Countries and non-governmental organizations are coming to the realization that while The Bahamas is labeled as a high-income country, its vulnerabilities put it in a category that makes it suitable for international aid and grants that were once denied, Minister of State in the Office of the Prime Minister Myles LaRoda told Guardian Business yesterday.
The Bahamas has argued this position for some time, with even Inter-American Development Bank (IDB) President Mauricio Claver-Carone contending at the start of his tenure that he would advocate for the changing of the metrics that determine whether or not The Bahamas gets aid from countries and agencies across the world.
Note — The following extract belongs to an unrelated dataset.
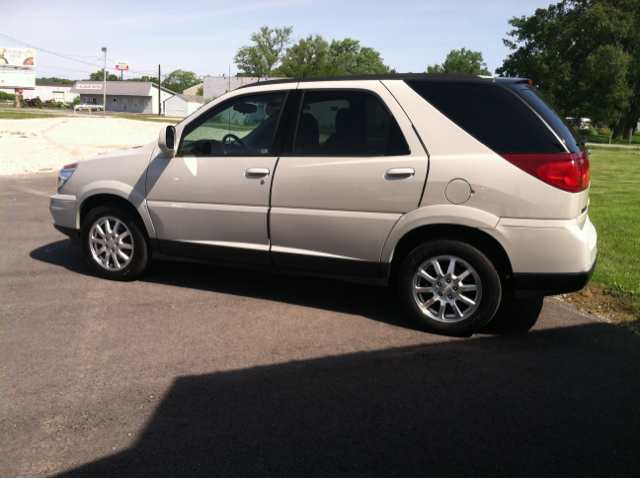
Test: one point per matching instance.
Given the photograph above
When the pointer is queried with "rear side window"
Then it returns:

LaRoda, who has responsibility for disaster preparedness and emergency response, said yesterday that bilateral meetings during last week’s Commonwealth Heads of Government Meeting in Rwanda revealed to The Bahamas’ delegation that the understanding of this country’s vulnerabilities versus the perceived income bracket is beginning to sink in.
“It was basically said that The Bahamas was considered a high-income state, meaning that The Bahamas was not qualified for certain fund granting,” said LaRoda.
“What came out of one of the reports was that using ‘high income’ should not be the metric that determines whether The Bahamas gets funding.
“And I think The Bahamas was the one country that was mentioned… that even though our income may be high, that should not prohibit us from being able to collect grant funding.”
According to LaRoda, countries like The Bahamas and others that have natural environmental vulnerabilities like hurricanes, but are seen to be wealthy countries, will now be open to much more international assistance than before.
“One of the good things that came out of this is that we could now move towards putting these [vulnerable] countries in a position to provide relief for them, because even though they may be considered high-income, they have a lot of vulnerabilities,” he said.